Beş # - “Evet, efendim.”

Fotoromancı veya örgücü... Bunlar artık geçmişte kaldı. Birbirine fotoroman anlatan ve yanında şiş ve çileyi her fırsatta çantasından çıkarıp eşe dosta yün örgü ören çalışana rastlanmaz oldu. Bazen, insan o köhne dairelerin eski nezih günlerini aranmıyor da değil hani.

Gözü yaşlı, eli mendilli... Ne yaparsan yap ağlamaktan hiç vazgeçmeyen çalışan. Birbirine foto-roman anlatıp ağlar, radyoda arkası yarını programını dinleyip ağlar, Peygamberin doğum gününü kutlayıp ağlar, mevlit okunurken ağlar, çocuğu üniversiteyi bitirince, askerden dönünce, evlenince ağlar, maydanoz doğrarken ağlar. Ağlamayı alışkanlık haline getiren çalışan.

Hayır efendimci... “Evet efendimci!” olurda “Hayır efendimci!” olmaz mı hiç[i]. Bunlar genelde görmez, duymaz, söylemez ve yapmaz.

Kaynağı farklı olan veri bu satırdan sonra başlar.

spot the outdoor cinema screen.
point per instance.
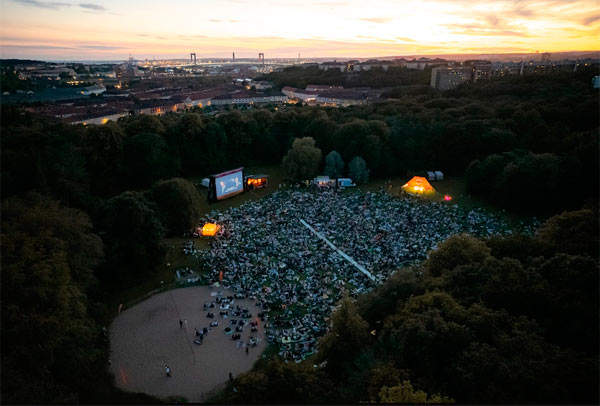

Kısaca, gözünü, ağzını, burnunu, kulağını kapayıp, ellerini göbeklerinin altında kavuşturup, vazifesini yapmayan çalışan.

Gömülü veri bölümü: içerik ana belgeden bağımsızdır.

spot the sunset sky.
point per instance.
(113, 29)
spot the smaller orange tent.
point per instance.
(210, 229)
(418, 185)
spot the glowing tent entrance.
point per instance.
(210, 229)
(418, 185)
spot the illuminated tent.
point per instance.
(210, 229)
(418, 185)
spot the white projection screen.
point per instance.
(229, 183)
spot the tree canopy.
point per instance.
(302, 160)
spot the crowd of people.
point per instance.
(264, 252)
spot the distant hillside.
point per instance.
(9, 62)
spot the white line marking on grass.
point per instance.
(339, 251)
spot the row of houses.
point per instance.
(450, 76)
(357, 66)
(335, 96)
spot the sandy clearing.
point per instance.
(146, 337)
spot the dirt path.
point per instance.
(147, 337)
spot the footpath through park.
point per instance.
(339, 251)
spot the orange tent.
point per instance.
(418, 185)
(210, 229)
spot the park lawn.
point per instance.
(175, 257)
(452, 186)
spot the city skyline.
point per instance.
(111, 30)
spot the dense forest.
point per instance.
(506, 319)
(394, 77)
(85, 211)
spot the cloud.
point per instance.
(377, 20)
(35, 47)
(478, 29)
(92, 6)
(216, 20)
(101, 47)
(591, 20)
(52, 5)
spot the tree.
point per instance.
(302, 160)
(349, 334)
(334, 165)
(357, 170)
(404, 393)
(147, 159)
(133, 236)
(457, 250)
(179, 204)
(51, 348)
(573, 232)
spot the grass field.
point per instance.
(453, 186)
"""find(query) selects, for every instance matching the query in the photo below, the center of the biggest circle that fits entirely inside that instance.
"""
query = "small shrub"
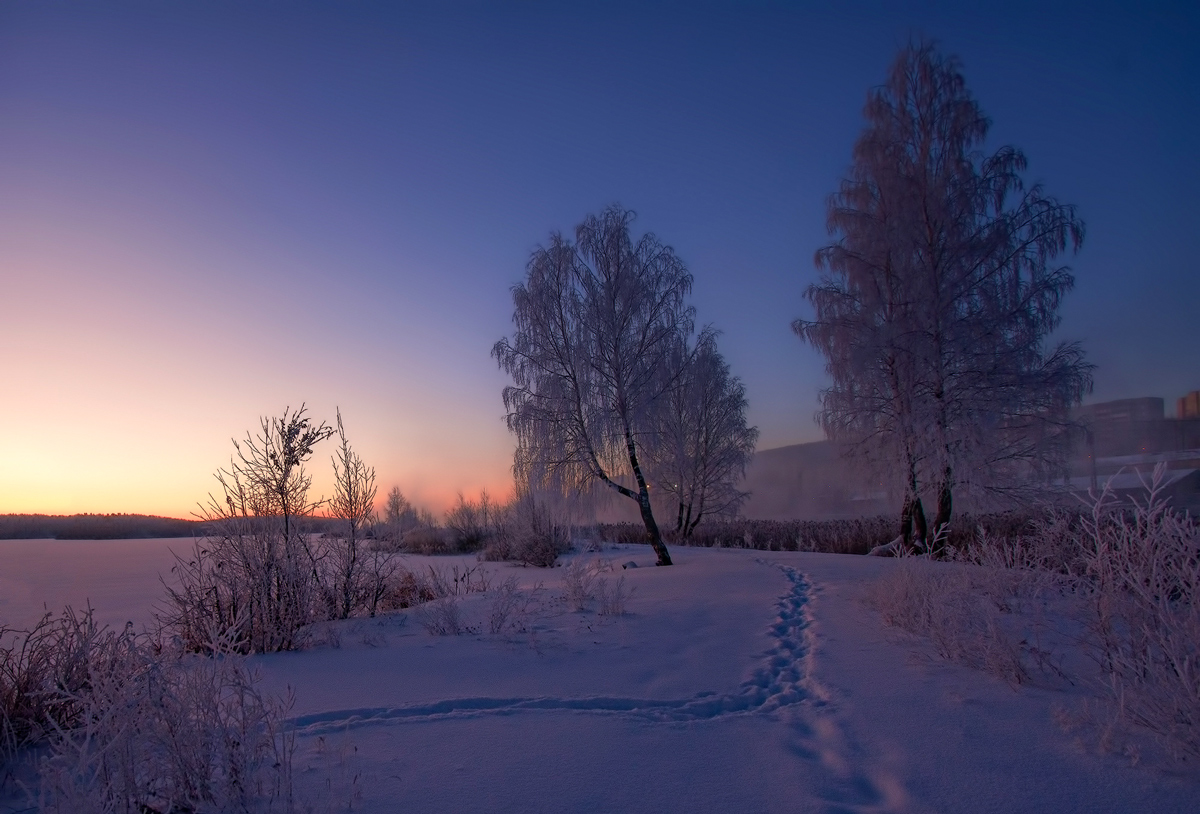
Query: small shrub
(612, 597)
(430, 540)
(161, 730)
(1143, 567)
(955, 609)
(580, 582)
(40, 670)
(511, 608)
(442, 617)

Heykeli dikilecek... Yaptığı işin önemini kavradıktan sonra derin bir beklenti içine girer, hiç bir zaman heykelleri dikilmeyen ama zat-ı âlisine arada bir fahri doktora verilen çalışan. 

Hop oturup, hop kalkan... Doğuştan huzursuz, en ufak bir gelişimde hemen hareketlenen, dedikodu üretme ve yayma makinesi çalışan. 

İntikam yoluna çıkarken tek mezar kazan[ii]... Ben peşinen galibim, öbür tarafı kafadan yerim mantığı ile yola çıkan çalışan.    

Kahraman... Hep sıra dışı çözümlerle kuruluşu düzlüğe çıkaran, ancak onbaşı ve çavuş rütbesi ötesine geçemeyen çalışan. 

Köprü yerine duvar inşa eden... Köprüden kolayca karşıya geçileceğini ama yüksek örülen duvarın kolayca aşılmayacağını düşünen çalışan.

Köprüleri atıp, gemileri yakan... “Ya herrü ya merrü” diye cenge çıkan çalışan.

Kurban... Müthiş bir şekilde kendine birileri tarafından kötülük yapıldığını sanan, kötülük bazı ecirlere sahiden, diğerlerine yapanın namı yürüsün diye yapıldığını bilen çalışan.

Mağdur... Hakkı yenmiş olduğuna inanan veya gerçekten yenmiş olan, kaybettiğini geri almak için mücadele eden çalışan.

Mesaide yatıp fazla mesaide harıl harıl çalışır görünen... Fazla mesai canavarı adıyla ilinen işini fazla mesaiye bırakan çalışan.  

Mazeretçi... Bir işi yapma ve yapmamanın en az 101 yolunu çok ikna edici bir şekilde ballandırarak anlatan, işe erken gelse de geç de gelse mutlaka geçerli bir mazereti olan çalışan. Mazereti her zaman torbasında hazır olan, adeta mazeret koleksiyoncusu gibi çalışan kişi.  

Ne kadar köfte, o kadar ekmekçi... “Ne kadar alırsam o kadar veririm” diyen ecir maaşını az bulduğu için az çalışan, zam gelince de bunu enflasyon farkı kabul eden çalışan. 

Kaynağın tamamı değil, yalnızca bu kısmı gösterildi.